ガートナーは世界的な景気後退とインフレ、金利上昇がPCの需要に大きな影響を与えていると分析。「消費者のPC需要はこの数年で最低レベルまで落ち込んでおり、市場が成長に転じるのは2024年以降になる可能性が高い」と予測した。
Amazon.com──稼ぎ頭のAWSも減速
米Amazon.com(アマゾン・ドット・コム)は米国時間2023年2月2日、2022年10~12月期の決算を発表した。売上高は前年同期比8.6%増の1492億400万ドル(約19兆2000億円)だったものの、本業のもうけを示す営業利益は同20.9%減の27億3700万ドルにとどまった。
純利益は前年同期比98.1%減の2億7800万ドル。出資するEV(電気自動車)メーカー、米Rivian Automotive(リビアン・オートモーティブ)の株価低迷による評価損23億ドルを計上したことが影響している。
2023年1~3月期の売上高については、1210億~1260億ドル(前年同期は1164億4400万ドル)と見積もった。
セグメント別では、主力である直営インターネット通販事業の売上高は前年同期比2.3%減少して645億3100万ドル。サードパーティーによる手数料売上高は同19.9%増の363億3900万ドル、有料会員サービスの「プライム」によるサブスクリプションの売上高は同13.1%増の91億8900万ドルとなった。

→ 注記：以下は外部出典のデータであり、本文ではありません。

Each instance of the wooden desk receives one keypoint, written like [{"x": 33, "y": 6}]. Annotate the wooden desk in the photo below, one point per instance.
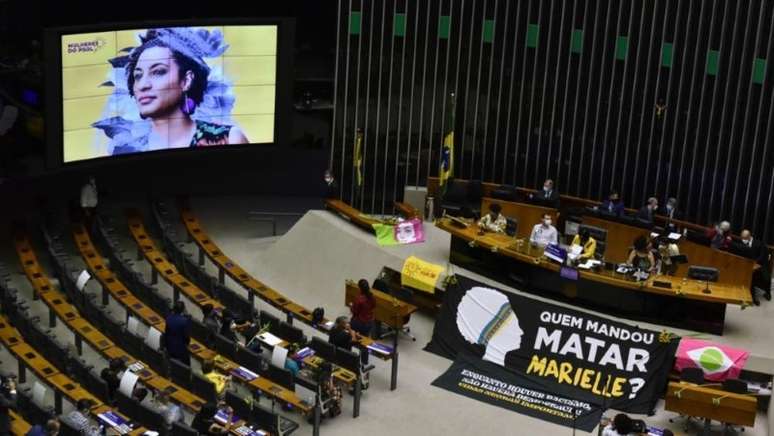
[
  {"x": 527, "y": 215},
  {"x": 389, "y": 311},
  {"x": 510, "y": 261},
  {"x": 256, "y": 288},
  {"x": 199, "y": 351},
  {"x": 711, "y": 403},
  {"x": 19, "y": 426},
  {"x": 351, "y": 214},
  {"x": 733, "y": 269}
]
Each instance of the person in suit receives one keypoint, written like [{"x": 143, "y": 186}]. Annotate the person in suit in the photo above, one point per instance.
[
  {"x": 757, "y": 250},
  {"x": 646, "y": 213},
  {"x": 548, "y": 197},
  {"x": 7, "y": 402},
  {"x": 613, "y": 204},
  {"x": 177, "y": 335},
  {"x": 588, "y": 244},
  {"x": 720, "y": 236}
]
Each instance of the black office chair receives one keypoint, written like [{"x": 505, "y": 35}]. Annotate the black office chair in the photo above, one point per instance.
[
  {"x": 734, "y": 386},
  {"x": 511, "y": 226},
  {"x": 241, "y": 408},
  {"x": 693, "y": 376},
  {"x": 181, "y": 429},
  {"x": 203, "y": 388},
  {"x": 455, "y": 198},
  {"x": 179, "y": 372}
]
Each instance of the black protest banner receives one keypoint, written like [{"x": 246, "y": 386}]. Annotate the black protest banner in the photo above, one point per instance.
[
  {"x": 487, "y": 382},
  {"x": 569, "y": 353}
]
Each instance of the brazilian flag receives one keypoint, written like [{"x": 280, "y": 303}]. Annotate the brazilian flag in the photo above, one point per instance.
[
  {"x": 357, "y": 161},
  {"x": 446, "y": 170}
]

特徴的だったのは、これまで急成長してきたAmazon Web Services(アマゾン ウェブ サービス、AWS)のブレーキだ。売上高は前年同期比20.2%増の213億7800ドルと伸びはしたものの、成長率はこれまでで最も低くなった。営業利益は1.7%減って52億500万ドルにとどまった。

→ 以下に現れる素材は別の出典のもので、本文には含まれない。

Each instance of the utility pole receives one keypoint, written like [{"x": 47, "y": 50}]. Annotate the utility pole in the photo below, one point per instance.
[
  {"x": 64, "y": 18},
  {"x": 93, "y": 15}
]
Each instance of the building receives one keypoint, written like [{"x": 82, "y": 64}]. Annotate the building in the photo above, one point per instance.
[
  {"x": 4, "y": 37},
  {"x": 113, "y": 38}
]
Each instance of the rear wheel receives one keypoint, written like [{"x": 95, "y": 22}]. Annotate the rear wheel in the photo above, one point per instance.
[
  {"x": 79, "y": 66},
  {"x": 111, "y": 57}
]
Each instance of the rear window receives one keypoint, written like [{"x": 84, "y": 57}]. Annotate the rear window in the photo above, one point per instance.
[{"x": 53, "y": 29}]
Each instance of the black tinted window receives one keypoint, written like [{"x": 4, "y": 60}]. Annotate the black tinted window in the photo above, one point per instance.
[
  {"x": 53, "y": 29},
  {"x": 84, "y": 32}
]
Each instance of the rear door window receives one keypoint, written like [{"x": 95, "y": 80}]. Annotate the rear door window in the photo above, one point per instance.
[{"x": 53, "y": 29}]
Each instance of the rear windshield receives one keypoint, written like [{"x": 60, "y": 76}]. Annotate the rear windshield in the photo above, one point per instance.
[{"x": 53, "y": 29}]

決算説明会には、アマゾンのアンディ・ジャシーCEO(最高経営責任者)が就任後初めて参加した。ジャシーCEOはコスト削減と長期的な投資について説明。「過去2年で25カ所ほどフルフィルメントセンターを新設し、配送網は(米国で)大手のUPSとほぼ同規模になった。これらを(効率的に)運営するために全社で取り組まなければならない。今後、最適化と生産性改善をするために、解決しなければならないことが多くある」と述べ、効率化を優先する方針を掲げた。
米モルガン・スタンレーは決算を受けたリポートで「アマゾンのCEOが物流構築による一時的な課題の多くについて述べたのは喜ばしいことだった。私たちの見解では、それらは確かに一過性であり構造的ではない。我々はアマゾンのフルフィルメントセンターと配送からなる物流ネットワークを最も重要なものの1つと見ている。今後のコマースやその他の新ビジネスを推進するための最も重要な、競争力の源泉の1つだろう」と分析した。